Un single sort en Belgique (Odéon/EMI C 006-10 361), toujours avec une photo de Jean d’Hugues en couverture :
1. Quand Michel chante (paroles et musique Michel Berger)
2. Jusqu’à la tombée du jour (paroles et Musique : Véronique Sanson)



Début 1969, Isabelle part en tournée un mois avec Gilbert Bécaud. C’est encore l’époque des “premières parties”. Elle fait le lever de rideau, juste avant Julien Clerc. “J'étais un bébé, je manquais de métier. À cette époque, vous aviez une jolie frimousse, on vous écrivait des chansons et on vous poussait sur scène, sans vous apprendre le métier. Pendant cette tournée, je faisais quelques titres et Gilbert était vraiment adorable. Il venait me voir chanter tous les soirs. Une fois, le pianiste a commencé à jouer n’importe quoi (une petite vengeance) et j’étais totalement déstabilisée. Gilbert a fait éteindre les éclairages et quand ils se sont rallumés, j’ai entendu les gens applaudir : il venait d'entrer sur scène pour m’accompagner lui-même au piano !”

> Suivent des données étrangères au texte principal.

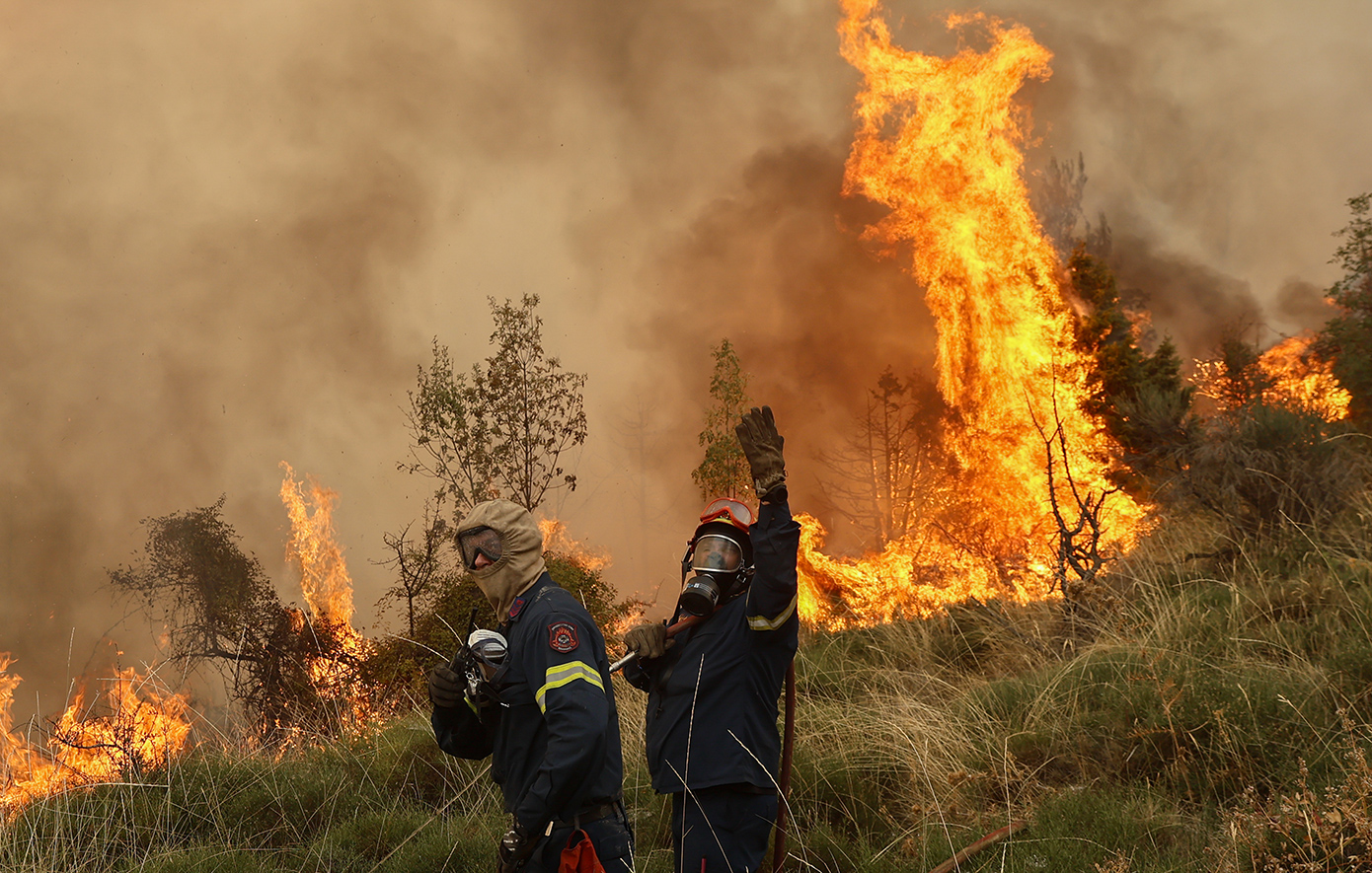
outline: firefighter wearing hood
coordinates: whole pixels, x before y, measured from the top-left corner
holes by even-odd
[[[429,673],[434,735],[450,755],[491,755],[513,817],[498,847],[501,870],[552,873],[564,850],[594,847],[606,873],[631,872],[619,715],[600,629],[545,571],[543,537],[524,507],[473,507],[457,541],[502,624],[498,633],[473,633],[453,665]]]
[[[668,639],[667,625],[624,636],[638,654],[624,677],[648,692],[648,769],[672,796],[678,873],[761,868],[777,818],[777,699],[796,655],[796,552],[782,437],[768,407],[735,429],[760,497],[715,500],[682,561],[670,624],[700,617]]]

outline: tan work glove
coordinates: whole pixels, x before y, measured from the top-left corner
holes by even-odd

Elle a bien sûr droit aux honneurs de Mademoiselle Age Tendre, de Salut les Copains (ci-dessus, en avril 1969) et même de Paris Match (6). Elle fait quelques télés : Mon voisin en direct à Musicolor en mars 1969, qu’on peut voir ici et Une odeur de neige aux Grands enfants (Maillan, Poiret, Serrault).
Le 10 mai 1969, on trouve son nom au générique de L’homme qui venait du Cher, “western musical télévisuel” avec, entre autres, Nino Ferrer, Françoise Hardy et Eddy Mitchell.



Toujours en 1969, Isabelle sort un 4e single à l’occasion de l’inauguration de Port Grimaud, qui, après des années de travaux, débouche directement sur la mer :
1. Port-Grimaud (H. Giraud, E. Marnay)
2. Instrumental

Le 45 tours suivant est une véritable rareté (Pathé 2C006-10768) :



1. Le vieux saule (Viola enluarada) (Marcos Valle, Paulo Sergio Valle - adapt. J.-P. Lang & C. Chevrot)
2.
Amour amitié (superbe chanson de Pierre Vassiliu pour laquelle ils ont adapté les textes : “Mais elle a eu un seul amant” devient “Mais je n'ai eu qu’un seul amant”). Isabelle : “C'est une magnifique chanson et honnêtement, la version était superbe, j'adorerais le réécouter”. [Update juin 2011 : on peut entendre ce titre ici.]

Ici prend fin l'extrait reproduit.